Today, I opened up Stoa and found the following quote from Seneca:

All this hurrying from place to place won't bring you any relief, for you're traveling in the company of your own emotions, followed by your troubles all the way.

In this letter, Letter CIV, 'On Care of Health and Peace of Mind', Seneca discusses traveling, since he is traveling in an attempt to cure a physical illness. There's a common view that travel can be useful as a reset, helping us explore different styles of life, or as a way of taking personal responsibility. Plausibly, travel can that and more, but Seneca reminds us that wherever we travel, we're followed by ourselves. Paraphrasing Marcus Aurelius: A man cannot retire to any better, or some cases, worse, place than his own soul.

This is reminiscent of Seneca's line in an earlier letter:

A delight in bustling about is not industry - it is only the restless energy of a haunted mind.
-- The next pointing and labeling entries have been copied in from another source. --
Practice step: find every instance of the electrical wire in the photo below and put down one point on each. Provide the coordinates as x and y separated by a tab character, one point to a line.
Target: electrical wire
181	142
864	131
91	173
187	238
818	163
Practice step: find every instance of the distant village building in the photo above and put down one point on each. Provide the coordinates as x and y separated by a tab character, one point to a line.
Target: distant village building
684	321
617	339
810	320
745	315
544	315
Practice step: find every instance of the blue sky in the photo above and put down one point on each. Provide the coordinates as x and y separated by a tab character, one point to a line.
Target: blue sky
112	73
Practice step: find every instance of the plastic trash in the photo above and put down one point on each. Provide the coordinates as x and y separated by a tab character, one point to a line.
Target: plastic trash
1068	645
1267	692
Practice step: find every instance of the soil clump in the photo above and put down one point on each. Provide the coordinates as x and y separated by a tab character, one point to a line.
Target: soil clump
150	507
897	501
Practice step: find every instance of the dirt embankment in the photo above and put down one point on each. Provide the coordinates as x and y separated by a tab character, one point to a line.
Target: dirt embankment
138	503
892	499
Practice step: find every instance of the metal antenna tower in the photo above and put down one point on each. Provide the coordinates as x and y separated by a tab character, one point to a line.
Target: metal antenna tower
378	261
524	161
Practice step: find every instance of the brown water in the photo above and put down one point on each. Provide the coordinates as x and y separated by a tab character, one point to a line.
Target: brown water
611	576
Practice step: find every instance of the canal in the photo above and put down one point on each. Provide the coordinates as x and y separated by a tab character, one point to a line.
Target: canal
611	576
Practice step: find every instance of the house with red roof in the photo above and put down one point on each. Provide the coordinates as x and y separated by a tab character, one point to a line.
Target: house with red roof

Bustling about isn't valuable for its own sake. Neither is travel. Both are sometimes instances of avoidance behaviors. Travel or work becomes a way to ignore or postpone other problems.

We work to avoid problems at home. To avoid loneliness creeping into other parts of life.

Instead of doing this, notice why you are doing what you are doing. The Stoics urge us to cultivate a vigilant attention. Pause and clarify why you're doing what you're doing. Set a purpose. What judgements are driving your behavior? Are they true?

Of course, there's a kind of haunted mind that can do great work. Startup investor, Paul Graham writes that geniuses have several different traits and one underrated one is a world defining obsession. This obsession results in someone knowing even the smallest details about the object of their obsession.

This kind of obsession can be useful when it’s not driven by escapism. In fact, a case can be made that it’s impossible to truly be obsessed if your actions are driven by neuroses. For to be obsessed you have to be interested in the thing itself -- not interested in it because it helps you avoid problems in your life. However, it matters whether you are obsessed by something important or something trivial. If you are captivated by collecting bus tickets that does not promote the social good.

You want your work to be driven by an obsession about what is important. A desire for excellence and high standards. Not the desire for bustling about willy nilly and looking busy.

A case can be made that Seneca’s letters reveal an obsession with truth, self-control, and thoughtfulness.